La inoportunidad e ineficacia juridica de la modificacion del regimen juridico de la sociedad por cuotas portuguesa mediante el D.L. 33/2011, de 7 de marzo

  1. PIRES AMADO, ANTONIO
Supervised by:
  1. José Antonio Vega Vega Director
  2. Luis Marín Hita Co-director

Defence university: Universidad de Extremadura

Fecha de defensa: 25 October 2019

Committee:
  1. Fernando Carbajo Cascón Chair
  2. Eva María Domínguez Pérez Secretary
  3. Lourdes Moreno Liso Committee member

Type: Thesis

Abstract

Social capital is an essential element of corporate law, and its definition has generated some controversy in our doctrine, being considered by some authors as a "mysterious figure who takes effort to capture its nature" The main objective of this thesis is, questioning and accepting any opposing views, but as for us, and until proven otherwise, liable to refutation, demonstrating that the legislative change undertaken by Decree Law nº 33/2011, published on 7 March 2011, which amended the Portuguese Commercial Companies Code by adopting measures to simplify the incorporation of limited companies process proves innocuous and devoid of legal foundation, putting into question the applicability and effectiveness of legal juridical institutes, of civil and tax nature, if there hasn´t been this change in our legal system, not only safeguarded the interests of others, but inclusive personal interests of traders themselves.

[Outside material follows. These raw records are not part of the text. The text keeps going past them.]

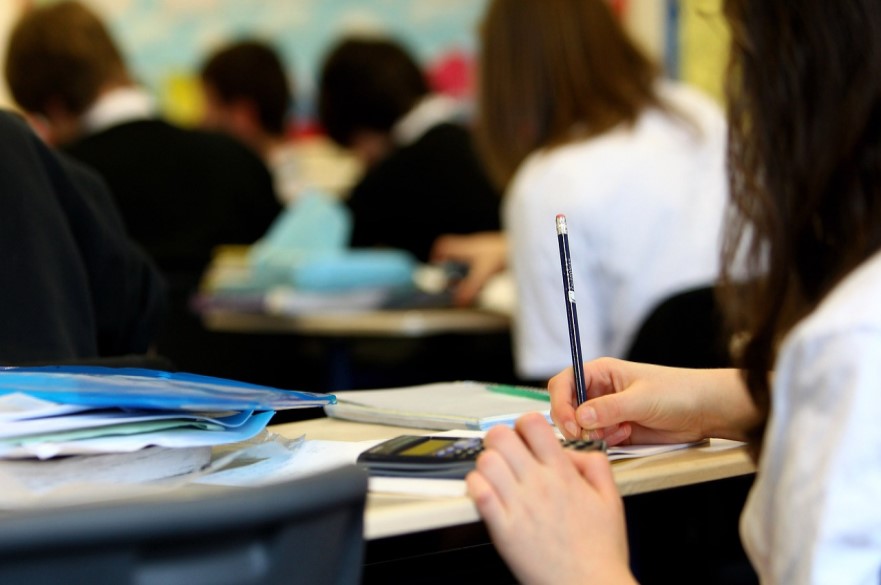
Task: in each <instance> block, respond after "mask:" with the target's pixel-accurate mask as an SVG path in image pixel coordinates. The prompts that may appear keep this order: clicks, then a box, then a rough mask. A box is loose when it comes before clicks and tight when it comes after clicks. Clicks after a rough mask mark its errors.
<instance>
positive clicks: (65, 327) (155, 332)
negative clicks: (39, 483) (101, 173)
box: [0, 112, 164, 365]
mask: <svg viewBox="0 0 881 585" xmlns="http://www.w3.org/2000/svg"><path fill="white" fill-rule="evenodd" d="M0 200H2V207H3V213H2V214H0V257H2V258H3V262H4V267H3V269H4V272H5V276H4V278H3V286H2V287H0V364H3V365H9V364H27V363H35V362H65V361H71V360H82V359H91V358H97V357H112V356H123V355H127V354H143V353H145V352H147V351H148V349H149V347H150V344H151V342H152V341H153V340H154V338H155V336H156V333H157V331H158V329H159V324H160V323H161V320H162V311H163V307H164V289H163V284H162V281H161V279H160V277H159V274H158V272H157V271H156V269H155V268H154V267H153V265H152V264H151V263H150V261H149V260H148V259H147V258H146V257H145V256H144V255H143V253H141V251H140V250H139V249H138V248H137V247H136V246H134V245H133V244H132V243H131V242H130V241H129V239H128V237H127V235H126V233H125V228H124V227H123V225H122V221H121V220H120V218H119V216H118V214H117V212H116V209H115V207H114V205H113V200H112V199H111V196H110V193H109V192H108V191H107V188H106V186H105V185H104V183H103V181H101V179H100V177H98V176H97V175H95V174H94V173H93V172H91V171H89V170H88V169H86V168H84V167H82V166H81V165H79V164H77V163H75V162H73V161H71V160H68V159H66V158H65V157H63V156H61V155H57V154H56V153H53V152H51V151H50V150H49V149H48V148H47V147H46V145H45V144H43V143H42V142H41V141H40V139H39V138H37V136H36V135H35V134H34V133H33V132H31V130H30V129H29V128H28V127H27V126H26V124H25V123H24V122H23V121H22V120H20V119H18V118H17V117H15V116H13V115H12V114H9V113H8V112H0Z"/></svg>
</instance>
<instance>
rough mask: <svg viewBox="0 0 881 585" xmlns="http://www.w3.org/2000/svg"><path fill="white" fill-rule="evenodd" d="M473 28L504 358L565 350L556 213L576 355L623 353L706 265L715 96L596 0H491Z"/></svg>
mask: <svg viewBox="0 0 881 585" xmlns="http://www.w3.org/2000/svg"><path fill="white" fill-rule="evenodd" d="M480 37H481V44H480V64H479V71H480V82H479V84H478V86H479V88H480V91H479V102H478V117H477V119H478V123H477V126H476V129H475V132H476V136H477V139H478V145H479V146H480V152H481V154H482V155H483V159H484V161H485V162H486V164H487V168H488V169H489V171H490V172H491V174H492V176H493V178H494V179H495V181H496V183H497V184H498V185H499V186H500V187H503V188H504V189H505V196H504V205H503V225H504V229H505V237H506V240H507V261H508V262H507V265H508V267H509V268H510V269H511V273H512V275H513V277H514V282H515V285H516V295H517V302H516V304H515V309H514V328H513V334H514V355H515V363H516V366H517V371H518V374H519V375H520V376H521V377H522V378H523V379H526V380H539V379H545V380H546V379H547V378H548V377H550V376H551V375H553V374H554V373H555V372H558V371H559V370H560V369H561V368H563V367H564V366H565V365H566V364H567V363H568V361H569V357H568V356H569V337H568V335H567V332H566V328H565V327H562V328H561V327H558V326H557V325H558V324H559V323H565V322H566V314H565V308H564V305H563V303H561V302H560V286H561V284H560V258H559V251H558V248H557V241H556V237H555V232H554V218H555V217H556V215H557V214H559V213H563V214H566V216H567V217H568V222H569V229H570V235H569V239H570V246H571V253H572V260H573V262H576V263H577V269H576V270H574V278H575V290H576V291H578V311H579V321H580V324H581V339H582V344H583V352H584V356H585V357H599V356H604V355H607V356H615V357H623V356H624V355H625V353H626V351H627V349H628V347H629V346H630V344H631V342H632V339H633V336H634V334H635V333H636V331H637V330H638V328H639V325H640V324H641V322H642V321H643V319H645V318H646V317H647V316H648V314H649V312H650V310H651V309H652V308H653V307H654V306H655V305H656V304H658V303H659V302H660V301H662V300H663V299H664V298H666V297H668V296H669V295H672V294H674V293H677V292H680V291H682V290H685V289H690V288H694V287H697V286H708V285H711V284H712V283H713V281H714V279H715V276H716V274H717V272H718V245H719V238H720V234H721V228H722V215H723V209H724V205H725V193H726V185H725V153H724V151H725V135H726V128H725V121H724V117H723V115H722V112H721V110H720V109H719V107H718V106H716V104H714V103H713V102H712V101H711V100H710V99H709V98H707V97H705V96H703V95H702V94H700V93H699V92H697V91H695V90H693V89H691V88H689V87H687V86H685V85H682V84H680V83H675V82H671V81H666V80H663V79H662V78H661V76H660V73H659V70H658V68H657V67H656V65H655V64H654V63H652V62H651V61H650V60H649V59H648V58H647V57H646V56H645V55H643V53H642V52H641V51H640V50H639V48H638V47H637V46H636V45H635V44H634V42H633V41H632V40H631V39H630V38H629V37H628V36H627V35H626V33H625V31H624V29H623V27H622V25H621V23H620V22H619V21H618V19H617V18H616V17H615V15H614V14H613V12H612V10H611V8H610V7H609V3H608V2H607V1H606V0H582V1H578V2H575V1H572V0H496V1H494V2H490V3H489V5H488V9H487V12H486V15H485V17H484V19H483V22H482V24H481V27H480ZM481 237H484V236H481ZM440 244H442V245H443V246H444V247H446V248H447V249H446V250H436V251H435V255H436V256H446V257H454V258H455V256H456V254H457V253H456V252H451V251H450V249H449V247H450V242H449V241H447V242H441V243H440ZM480 244H481V248H477V247H476V246H473V245H472V242H466V245H465V246H464V247H465V248H466V250H465V252H466V253H467V254H471V253H474V251H476V250H480V249H483V248H486V249H488V250H490V251H492V249H491V247H490V246H487V245H485V244H486V242H480ZM496 249H497V250H501V251H502V252H504V251H505V248H504V247H503V246H500V245H499V246H496ZM458 253H461V251H459V252H458ZM457 259H458V258H457ZM503 265H504V262H503V261H498V262H497V263H496V264H495V267H496V268H499V267H501V266H503ZM490 268H492V265H490ZM472 272H473V273H474V274H476V275H485V274H486V273H488V272H490V270H489V269H487V268H485V267H484V266H483V264H481V265H480V266H478V269H475V270H473V271H472Z"/></svg>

The use of the figure of disregard of legal entity of legal persons as well as, the institute of legal reversal for tax debts, headquartered in tax enforcement, stop making sense when the non-existence of social capital and the eventual nonexistence of personal assets of the social partners of a limited company (as this legislative change is allowing and encouraging), cut off the possibility of their practical application and legal effectiveness. Accordingly, analyzing the dogmatic origins of the disregard of legal entity, the reversal of tax enforcement headquarters and its various theories, covering the jurisprudential and doctrinal arguments that contribute to the ongoing discussions on these topics, and treating then the reception of these mechanisms by portuguese doctrine and jurisprudence, focusing on the analysis of relevant cases treated on Portuguese law, we will make then an approach to the issue from the perspective of other European jurisdictions, especially Spanish and Italian, among others, trying to demonstrate, finally, the ineffectiveness and inexpediency of the above referenced legislative amendment to the Portuguese Commercial Companies Code, by proposing some alternative legislative solutions.